The bill gives States flexibility to buy food locally and tailor assistance faster and more responsively, but it risks uneven access, higher costs, and variable program quality if States mismanage cash allocations or face expensive commercial markets.
State governments can receive TEFAP entitlement funds as cash, letting them buy food locally and respond faster to low-income participants' urgent needs.
Eligible States can purchase a wider variety of commodities from commercial markets, potentially finding more cost‑effective options that stretch program dollars.
Local distribution networks can tailor purchases to local dietary preferences and supply chains, improving the relevance and acceptability of food for recipients (including rural communities).
Low-income individuals risk reduced access to food if States mismanage cash purchases or fail to buy adequate quantities that USDA would otherwise have supplied.
States may divert funds or use cash payments inefficiently, creating variability in program quality and outcomes across States and imposing administrative burdens on local governments.
Purchasing through commercial markets in some areas could raise costs, increasing pressure on State budgets and potentially reducing per-recipient allotments.

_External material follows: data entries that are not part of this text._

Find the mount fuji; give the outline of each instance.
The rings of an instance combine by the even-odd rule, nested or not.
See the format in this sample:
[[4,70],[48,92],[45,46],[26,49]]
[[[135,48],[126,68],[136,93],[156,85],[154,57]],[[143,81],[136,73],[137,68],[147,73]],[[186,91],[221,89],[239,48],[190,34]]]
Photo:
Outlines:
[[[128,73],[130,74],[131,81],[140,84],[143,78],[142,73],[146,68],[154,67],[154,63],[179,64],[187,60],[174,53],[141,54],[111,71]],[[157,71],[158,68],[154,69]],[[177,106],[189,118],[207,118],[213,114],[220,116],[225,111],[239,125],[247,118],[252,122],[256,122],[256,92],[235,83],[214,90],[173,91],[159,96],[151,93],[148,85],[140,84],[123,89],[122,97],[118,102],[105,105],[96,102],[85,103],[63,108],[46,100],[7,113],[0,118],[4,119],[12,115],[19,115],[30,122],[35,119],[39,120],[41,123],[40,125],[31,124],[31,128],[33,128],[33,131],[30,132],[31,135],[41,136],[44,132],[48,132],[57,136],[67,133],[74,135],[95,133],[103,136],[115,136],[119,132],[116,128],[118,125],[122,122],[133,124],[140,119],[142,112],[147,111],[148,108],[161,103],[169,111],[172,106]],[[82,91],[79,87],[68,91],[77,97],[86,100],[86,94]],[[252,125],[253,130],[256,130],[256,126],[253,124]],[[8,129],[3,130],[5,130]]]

Based on analysis of 2 sections of legislative text.
Allows eligible States to elect to receive TEFAP entitlement funds as cash to buy commodities from the private commercial market instead of receiving USDA commodity shipments.
Introduced February 9, 2026 by Jill Tokuda · Last progress February 9, 2026
Allows eligible States to choose to receive their TEFAP entitlement funding as cash instead of USDA-provided commodity shipments so the State can buy food through the private commercial market. The change adds definitions for “eligible State” and “entitlement funds” and requires the Secretary of Agriculture to permit the election.